One exceptionally interesting aspect is that Griffiths draws on his long experience to define the multifaceted vocabulary of logging. Glossaries of logging terms are available elsewhere, but they are brought to life here in Griffiths’s illustrated cartoon format: for example, “slackoff” means quitting time (24), and a “pass rope,” used for threading the pass line cable through the pass block in the spar tree, is generally about half an inch in diameter and 300-400 feet in length (67).

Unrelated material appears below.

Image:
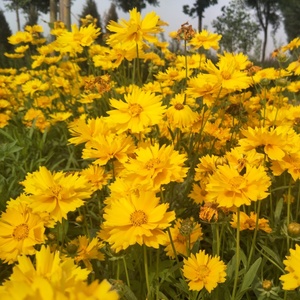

One of the most evocative threads that Bus Griffiths weaves through the volume is the sense of loss loggers feel when they look back over the desolation their actions have caused. This is not a new realization. Griffiths’s characters were well aware of the changes they brought to a forest landscape, an awareness lost on modern city dwellers, who see only ravaging loggers destroying all that pristine forest. A Weyerhaeuser logging superintendent once described logging as “uglification,” and Al and Art, Griffiths’ gruff old loggers, also feel the majesty of timber when walking through a fine forest stand. As Art says, “You know Al, there is nothing like a walk thru’ a stand of big timber to make a man feel mighty humble” (106). Periodically, Griffiths throws in comments such as “the stark rape of the land” (25) to highlight his feelings for the forest.
It is always easy to find things about a book that a reviewer might wish had been handled a little differently. For example, someone completely unfamiliar with logging would find it difficult to follow the flow of the technology. Griffiths discusses yarding the logs out of the woods long before he illustrates the techniques of falling. Even more regretful is what he decides not to include. In one panel we see the nose of a coastal steamship pulling away, but there is no discussion about these vessels that were the lifeline of the coast in the 1930s. Nor did he discuss obtaining timber in any great detail, and while this may have been outside his experience, issues of cruising, securing timber sales, and the relations of loggers and logging companies with the BC Forest Service were much more involved than Griffiths suggests.
The beautiful colour illustrations on the covers and the well-written introduction greatly enhance this 35th anniversary issue of Now You’re Logging, which anyone interested in British Columbia’s forest industry should own and read.